Whilst these characters are all very famous faces, they have considerably less personality than any Animal Crossing character. They are all played very safe so they lack a bit of charm. Completing quests for these characters will raise your friendship level and your overall player level, which makes character quest lines a key focus point of the game for progression. There is no combat in either game, but Disney Dreamlight Valley’s quest system being almost RPG-like in nature will definitely appeal to gamers who are a fan of those games.
A huge part of life-sim gameplay that needs its own section is customization. The games are designed to be your own, so it’s important to be able to create a world uniquely yours. Both Disney Dreamlight Valley and Animal Crossing deliver in this regard, with a lot to unlock and decorate. Stores sell a rotating variety of furniture and clothes, so there’s always something new to pick up and incorporate into your style.
Disney Dreamlight Valley does get the edge here by having a variety of shops to buy different fruits and vegetables, whereas Animal Crossing only really has one central clothing shop and one furniture shop, with some stall vendors. As Disney Dreamlight Valley will be free-to-play it uses a season pass-like system, with frequent content updates that will cost money to unlock everything.
The titular valley of Disney Dreamlight Valley allows you to reshape your town with a great overhead UI system. Trees, rock and buildings can all be organized and moved with just a few clicks, using a grid system similar to The Sims. Redecorating the outside world in Animal Crossing is much slower and hands-on. Decorations need to be picked up and shifted around by hand. This does make the end product feel more rewarding because it was all done by hand, but it is also a little cumbersome.
What Animal Crossing offers is the ability to terraform the land. Higher and lower sections of land are easy to build, and rivers can be moved too. This is not possible in Disney Dreamlight Valley, but this game does allow you to move buildings around in a much easier way than Animal Crossing, which charges the player in-game currency to do so. Both of the games have equally good interior customization for houses. Animal Crossing even breaks its own rules, and allows a 3D view when inside houses to perfect your homes.

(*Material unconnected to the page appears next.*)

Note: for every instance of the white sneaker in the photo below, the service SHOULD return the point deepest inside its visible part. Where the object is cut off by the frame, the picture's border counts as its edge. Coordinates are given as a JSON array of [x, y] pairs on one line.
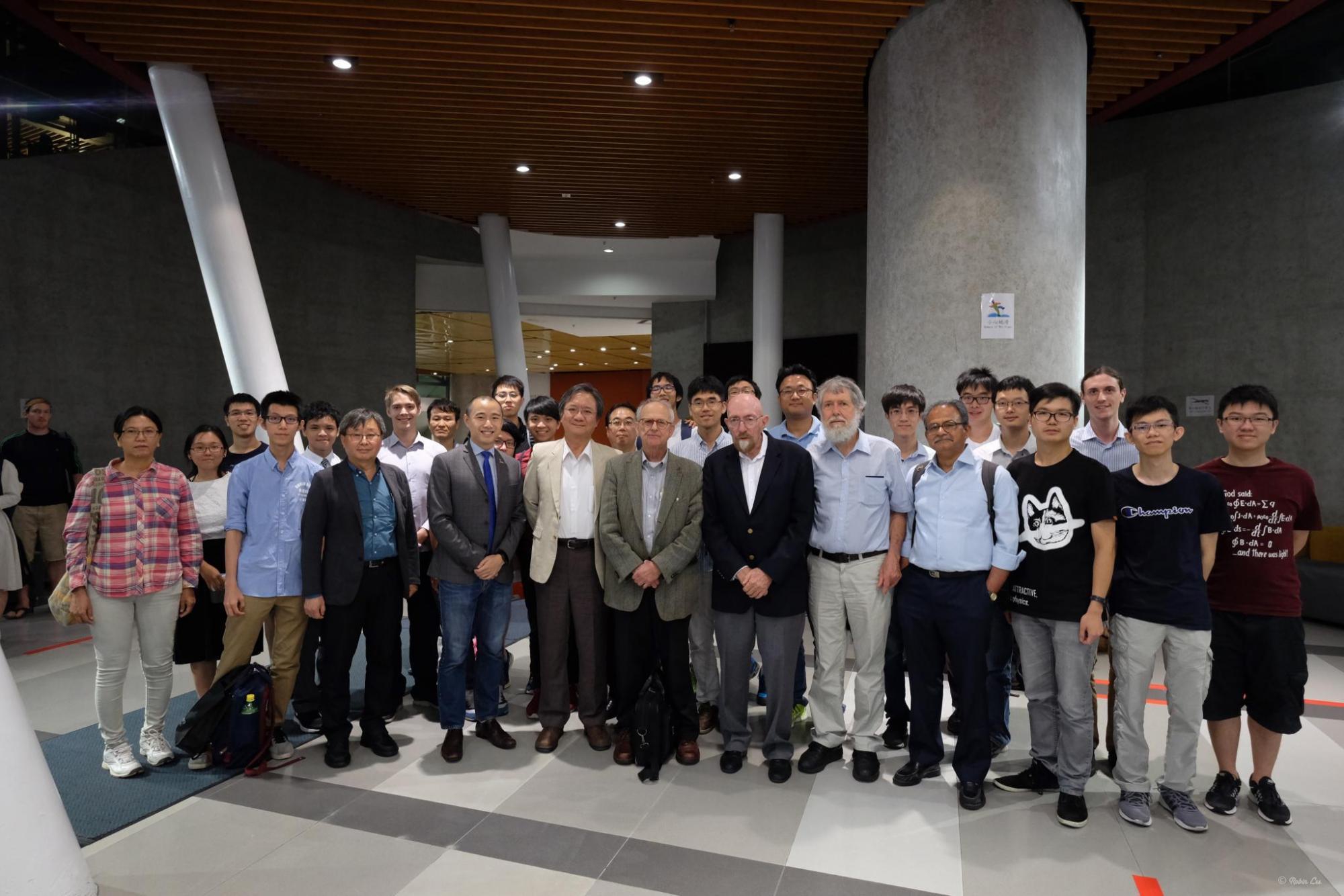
[[155, 749], [120, 761]]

The gameplay of both Disney Dreamlight Valley and Animal Crossing will appeal to any life-sim game fans. To decide which is best for you will ultimately depend on how you like to play your games. If you prefer a more quest-focused narrative with deeper gameplay, then Disney Dreamlight Valley is the right choice. This game also offers bonus appeal to those who are already fans of Disney franchises. Alternatively, for a more casual, calmer and simpler experience, the better choice might be Animal Crossing. This game certainly isn’t shallow, but it’s just a lot easier to jump in and out of than the other title.
As for a personal decision, I’m drawn to Disney Dreamlight Valley more at this time. Animal Crossing is a lot of fun, and building your island day-by-day is a relaxing and rewarding experience. Whilst I like both of these games, the ultimate factor for me is the game’s support. Nintendo stopped supporting Animal Crossing with regular updates just two years after release, whereas it’s only the beginning of what Disney Dreamlight Valley has to offer. The game is still being worked on by a dedicated team at Gameloft, so we, the players, can give our feedback to shape the game into the perfect life-sim experience.